The point of all this is to reduce the dangers posed by automobiles to a level that is tolerable in comparison to their benefits. At some point the risk is irreducible, because there's nothing you can do about a driver who is homicidal and suicidal; you just make a (implicit) value judgment that the benefits outweigh the costs.

The same logic, applied to drones, will surely lead to different places because while the dangers presented by drones are small, so are their benefits.

Ha Lame click bait article

An 80 dollar shitty toy that no one gives a fuck about.
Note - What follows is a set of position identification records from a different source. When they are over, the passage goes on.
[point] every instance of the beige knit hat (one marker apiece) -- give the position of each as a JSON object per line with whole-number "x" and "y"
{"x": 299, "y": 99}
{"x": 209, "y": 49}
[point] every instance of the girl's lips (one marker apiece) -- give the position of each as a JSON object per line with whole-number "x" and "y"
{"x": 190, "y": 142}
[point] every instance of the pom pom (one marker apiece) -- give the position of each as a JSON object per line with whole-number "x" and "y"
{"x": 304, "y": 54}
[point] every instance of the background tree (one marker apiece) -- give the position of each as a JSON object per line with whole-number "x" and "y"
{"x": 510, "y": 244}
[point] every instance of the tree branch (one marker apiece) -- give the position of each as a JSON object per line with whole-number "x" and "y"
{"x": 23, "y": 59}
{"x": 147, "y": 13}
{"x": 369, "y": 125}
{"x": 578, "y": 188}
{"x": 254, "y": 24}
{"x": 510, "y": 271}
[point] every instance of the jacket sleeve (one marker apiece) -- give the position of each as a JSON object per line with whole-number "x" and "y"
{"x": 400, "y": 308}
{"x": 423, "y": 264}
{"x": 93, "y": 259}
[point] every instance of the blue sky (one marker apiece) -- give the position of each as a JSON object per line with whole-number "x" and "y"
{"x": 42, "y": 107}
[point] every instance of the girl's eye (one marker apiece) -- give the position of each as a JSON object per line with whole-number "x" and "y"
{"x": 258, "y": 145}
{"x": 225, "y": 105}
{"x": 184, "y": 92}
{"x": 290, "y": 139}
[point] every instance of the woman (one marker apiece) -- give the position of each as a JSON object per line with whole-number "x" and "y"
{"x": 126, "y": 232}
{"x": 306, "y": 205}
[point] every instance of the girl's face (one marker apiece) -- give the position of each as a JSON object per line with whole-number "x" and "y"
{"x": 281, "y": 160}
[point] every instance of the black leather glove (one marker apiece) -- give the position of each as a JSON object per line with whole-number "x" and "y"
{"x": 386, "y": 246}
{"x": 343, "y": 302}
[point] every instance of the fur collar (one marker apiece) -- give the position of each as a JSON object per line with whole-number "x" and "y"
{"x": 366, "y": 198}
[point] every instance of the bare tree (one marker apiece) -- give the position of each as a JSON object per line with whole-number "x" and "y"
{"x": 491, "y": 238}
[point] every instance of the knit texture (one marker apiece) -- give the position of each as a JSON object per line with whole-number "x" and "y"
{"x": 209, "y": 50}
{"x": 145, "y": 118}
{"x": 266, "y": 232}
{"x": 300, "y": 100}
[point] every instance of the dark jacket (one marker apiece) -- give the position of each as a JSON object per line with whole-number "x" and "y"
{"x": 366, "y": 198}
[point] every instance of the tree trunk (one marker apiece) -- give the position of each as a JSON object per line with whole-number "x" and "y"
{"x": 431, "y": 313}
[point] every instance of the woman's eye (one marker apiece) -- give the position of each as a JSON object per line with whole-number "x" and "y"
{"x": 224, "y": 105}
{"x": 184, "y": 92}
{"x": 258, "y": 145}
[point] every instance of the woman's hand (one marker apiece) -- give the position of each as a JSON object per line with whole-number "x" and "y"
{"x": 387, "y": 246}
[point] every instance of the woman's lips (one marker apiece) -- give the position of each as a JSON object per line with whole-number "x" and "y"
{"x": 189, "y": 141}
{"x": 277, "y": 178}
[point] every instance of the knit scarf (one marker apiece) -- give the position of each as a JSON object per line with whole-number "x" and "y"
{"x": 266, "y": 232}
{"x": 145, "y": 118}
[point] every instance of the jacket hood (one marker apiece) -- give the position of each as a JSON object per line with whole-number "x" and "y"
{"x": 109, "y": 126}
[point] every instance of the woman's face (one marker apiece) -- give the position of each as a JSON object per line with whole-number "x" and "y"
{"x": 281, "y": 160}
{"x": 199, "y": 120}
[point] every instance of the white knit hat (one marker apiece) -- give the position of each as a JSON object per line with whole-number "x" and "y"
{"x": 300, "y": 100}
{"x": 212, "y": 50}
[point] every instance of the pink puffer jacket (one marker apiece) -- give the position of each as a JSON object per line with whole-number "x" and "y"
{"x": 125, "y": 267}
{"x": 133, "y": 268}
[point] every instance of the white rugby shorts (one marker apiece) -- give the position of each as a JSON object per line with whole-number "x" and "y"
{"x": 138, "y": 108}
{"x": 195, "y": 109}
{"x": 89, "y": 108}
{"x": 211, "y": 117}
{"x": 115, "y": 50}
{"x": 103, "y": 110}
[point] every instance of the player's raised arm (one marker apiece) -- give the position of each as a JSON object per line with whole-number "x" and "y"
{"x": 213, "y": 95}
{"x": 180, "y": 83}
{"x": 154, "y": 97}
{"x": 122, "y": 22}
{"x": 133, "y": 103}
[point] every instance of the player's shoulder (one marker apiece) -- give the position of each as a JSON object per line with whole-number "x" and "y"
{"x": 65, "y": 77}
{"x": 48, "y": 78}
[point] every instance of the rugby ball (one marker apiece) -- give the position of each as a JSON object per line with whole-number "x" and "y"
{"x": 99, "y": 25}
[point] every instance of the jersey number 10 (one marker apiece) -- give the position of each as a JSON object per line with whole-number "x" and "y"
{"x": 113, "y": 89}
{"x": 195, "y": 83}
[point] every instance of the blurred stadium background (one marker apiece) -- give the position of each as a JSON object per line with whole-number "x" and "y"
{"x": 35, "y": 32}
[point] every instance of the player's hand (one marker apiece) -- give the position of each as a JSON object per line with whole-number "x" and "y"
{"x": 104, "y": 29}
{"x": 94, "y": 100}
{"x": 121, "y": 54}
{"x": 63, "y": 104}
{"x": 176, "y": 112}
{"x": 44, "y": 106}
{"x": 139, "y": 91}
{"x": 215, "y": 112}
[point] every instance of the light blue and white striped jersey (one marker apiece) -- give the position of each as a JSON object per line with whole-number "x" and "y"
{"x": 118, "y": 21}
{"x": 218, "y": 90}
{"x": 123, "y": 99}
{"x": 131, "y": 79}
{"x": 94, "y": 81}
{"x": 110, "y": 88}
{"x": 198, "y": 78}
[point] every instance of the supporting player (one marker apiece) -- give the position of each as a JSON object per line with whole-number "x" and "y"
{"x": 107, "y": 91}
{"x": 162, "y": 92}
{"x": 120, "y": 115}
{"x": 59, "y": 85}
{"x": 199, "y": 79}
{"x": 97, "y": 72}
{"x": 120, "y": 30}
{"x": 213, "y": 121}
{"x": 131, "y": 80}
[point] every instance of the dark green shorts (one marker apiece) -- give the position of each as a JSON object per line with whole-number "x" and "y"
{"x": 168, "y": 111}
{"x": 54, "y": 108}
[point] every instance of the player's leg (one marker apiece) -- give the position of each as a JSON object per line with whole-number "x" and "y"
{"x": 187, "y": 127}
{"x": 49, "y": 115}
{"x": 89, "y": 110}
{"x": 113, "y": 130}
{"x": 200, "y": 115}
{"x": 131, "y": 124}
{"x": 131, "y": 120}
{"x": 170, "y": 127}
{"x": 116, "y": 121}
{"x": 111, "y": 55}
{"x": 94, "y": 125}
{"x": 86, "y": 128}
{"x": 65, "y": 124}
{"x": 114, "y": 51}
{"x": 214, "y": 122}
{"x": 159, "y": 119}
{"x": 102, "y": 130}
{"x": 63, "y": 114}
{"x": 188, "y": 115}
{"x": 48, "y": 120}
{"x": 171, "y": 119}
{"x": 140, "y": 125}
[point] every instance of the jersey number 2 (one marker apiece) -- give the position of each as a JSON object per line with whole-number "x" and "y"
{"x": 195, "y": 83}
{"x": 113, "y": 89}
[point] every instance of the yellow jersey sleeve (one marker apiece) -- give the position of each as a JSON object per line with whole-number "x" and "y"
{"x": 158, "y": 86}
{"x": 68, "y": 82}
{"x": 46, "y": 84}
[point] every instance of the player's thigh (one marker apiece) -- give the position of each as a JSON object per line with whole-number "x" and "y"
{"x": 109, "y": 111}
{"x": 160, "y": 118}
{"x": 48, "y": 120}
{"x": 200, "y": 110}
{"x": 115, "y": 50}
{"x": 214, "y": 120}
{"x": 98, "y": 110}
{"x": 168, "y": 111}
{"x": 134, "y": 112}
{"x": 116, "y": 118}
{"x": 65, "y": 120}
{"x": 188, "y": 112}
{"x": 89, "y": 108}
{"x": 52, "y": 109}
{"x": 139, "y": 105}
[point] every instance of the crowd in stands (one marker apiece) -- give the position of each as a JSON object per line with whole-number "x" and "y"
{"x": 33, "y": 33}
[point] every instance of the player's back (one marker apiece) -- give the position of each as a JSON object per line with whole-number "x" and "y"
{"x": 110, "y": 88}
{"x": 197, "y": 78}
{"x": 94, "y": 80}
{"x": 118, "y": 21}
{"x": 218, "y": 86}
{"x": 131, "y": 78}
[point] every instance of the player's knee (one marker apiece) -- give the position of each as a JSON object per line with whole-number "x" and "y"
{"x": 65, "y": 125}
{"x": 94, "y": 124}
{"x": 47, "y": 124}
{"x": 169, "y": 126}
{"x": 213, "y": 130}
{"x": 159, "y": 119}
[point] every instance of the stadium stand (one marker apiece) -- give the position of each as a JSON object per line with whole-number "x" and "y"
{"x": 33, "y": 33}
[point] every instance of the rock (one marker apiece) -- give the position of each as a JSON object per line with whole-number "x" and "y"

Fuck off slashdot.

How else do you upgrade them?

[RogueWarrior65]

How else do you allow updates to the system without root access?

I guess someone was at DEFCON 23.

[Mal-2]

Someone evidently saw this talk and decided to try it at home. These vulnerabilities have been public for a couple years now.

Legal problems with drone hacking and hijacking.

Even if it's just "toy" drones in question, laws are written in many countries now with strict liability for the operators of the drones, on the primary assumption that they are the only ones using the drone, and are therefore liable for any accidents or breaches of the law caused by drone operation.

As a drone operator, even if the drone isn't a danger to others, you'd have to be worried that someone who doesn't want you operating the drone nearby, or perhaps has commercial reasons for attacking your fleet, might use this to cause you harm - kind of like "SWATting" but on a different level.

And, of course, people think wifi is close-range, but with the right antenna, tens of kilometers is quite possible to access wifi -

So this does represent a significant threat - though perhaps not so much to the general public.